For code duplication, are you sure this looks up the correct type? I would expect one of the instructions to not be present in here, and return a null DIType. For the taildup-heapallocsite.ll test case that I added, can you make sure that both S_HEAPALLOCSITE records use the same type indices?

I think you can store the DIType directly in the ExtraInfo struct and that will mean we don't need this anymore.

llvm/include/llvm/CodeGen/MachineInstr.h
248

This label doesn't seem like it's ever emitted. It's really just a special label with the name "heapallocsite". I think you can store the DIType* here, and use that as a heap allocation call site indicator. Another option would be to store metadata references here, which would make it extensible. We could, for example, have this point to a vector of pairs of fixed metadata kinds (MD_dbg, MD_tbaa, etc) and Metadata*. It would provide a natural pathway from moving any kind of metadata annotation from an LLVM IR instruction to a MachineInstr.

Whichever attachment you choose, it should avoid the need for the extra DenseMap, and it should get copied when tail duplication clones the instruction.

llvm/lib/CodeGen/AsmPrinter/AsmPrinter.cpp
1072–1078

I think it would be best to, as much as possible, avoid having codeview specific codepaths here.

llvm/lib/CodeGen/AsmPrinter/CodeViewDebug.cpp
1106–1109

It'll be nice to avoid this. :)

1413–1414

I think you can use this code pattern here to find all the heap allocation sites, and save them on FunctionInfo for later. This beginFunctionImpl method is sort of the place where the debug info handlers get a chance to look at the entire function before each instruction is emitted. We already do big up front passes over the whole function to create the lexical scope tree, which is what places labels around block scopes.

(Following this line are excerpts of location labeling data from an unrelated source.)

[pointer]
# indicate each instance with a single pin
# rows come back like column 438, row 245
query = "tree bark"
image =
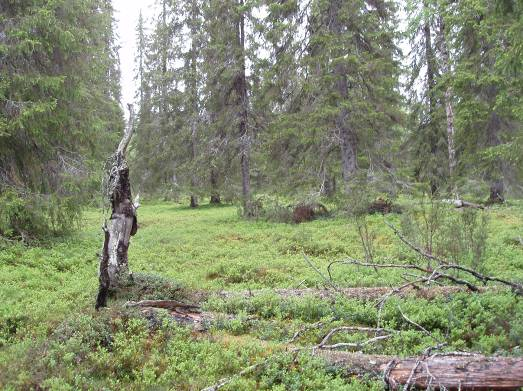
column 431, row 84
column 445, row 59
column 122, row 223
column 194, row 101
column 496, row 170
column 349, row 162
column 437, row 372
column 241, row 92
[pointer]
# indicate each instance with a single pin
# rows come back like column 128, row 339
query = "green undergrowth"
column 51, row 337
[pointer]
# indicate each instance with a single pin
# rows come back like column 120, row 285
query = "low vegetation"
column 52, row 338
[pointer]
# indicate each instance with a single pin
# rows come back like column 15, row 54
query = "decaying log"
column 184, row 314
column 172, row 305
column 466, row 204
column 122, row 223
column 437, row 372
column 370, row 293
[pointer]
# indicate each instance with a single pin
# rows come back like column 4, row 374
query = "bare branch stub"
column 122, row 223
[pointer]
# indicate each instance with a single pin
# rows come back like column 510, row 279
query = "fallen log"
column 363, row 293
column 466, row 204
column 453, row 371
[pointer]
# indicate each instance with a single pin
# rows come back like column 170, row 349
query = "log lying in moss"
column 437, row 372
column 352, row 293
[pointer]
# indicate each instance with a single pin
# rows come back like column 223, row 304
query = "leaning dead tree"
column 122, row 224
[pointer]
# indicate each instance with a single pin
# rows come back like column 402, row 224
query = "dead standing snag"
column 122, row 224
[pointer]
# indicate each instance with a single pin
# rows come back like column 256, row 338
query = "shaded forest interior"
column 331, row 189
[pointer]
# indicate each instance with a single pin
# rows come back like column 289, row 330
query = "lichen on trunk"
column 122, row 223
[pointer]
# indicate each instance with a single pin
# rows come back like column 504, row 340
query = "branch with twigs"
column 380, row 335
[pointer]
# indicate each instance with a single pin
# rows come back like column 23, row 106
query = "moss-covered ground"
column 51, row 337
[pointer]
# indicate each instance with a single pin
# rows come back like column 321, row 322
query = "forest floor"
column 52, row 338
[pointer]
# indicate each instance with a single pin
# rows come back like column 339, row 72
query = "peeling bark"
column 437, row 372
column 122, row 223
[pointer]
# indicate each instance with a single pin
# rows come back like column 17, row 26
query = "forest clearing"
column 261, row 195
column 53, row 337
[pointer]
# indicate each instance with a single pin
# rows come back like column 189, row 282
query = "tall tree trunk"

You should be able to reuse the requestLabelBeforeInsn / requestLabelAfterInsn APIs. The label names won't be as easy to FileCheck, but there will be fewer labels in the output, which is cleaner in some ways.

llvm/lib/CodeGen/MachineInstr.cpp
508–509

This doesn't track the new instrmarker, so now postinstr symbols and instrmarkers can't coexist on the same instruction.

539–540

I don't think this does the right thing. If I understand correctly, Info is a single pointer. The .set call overwrites the pointer, and then the second call to getPostInstrSymbol will always return null, and then the .set call will reset the pointer to null again.

This extra info code is subtle. Now that there are five possibilities, we might want to come up with some shared logic for this.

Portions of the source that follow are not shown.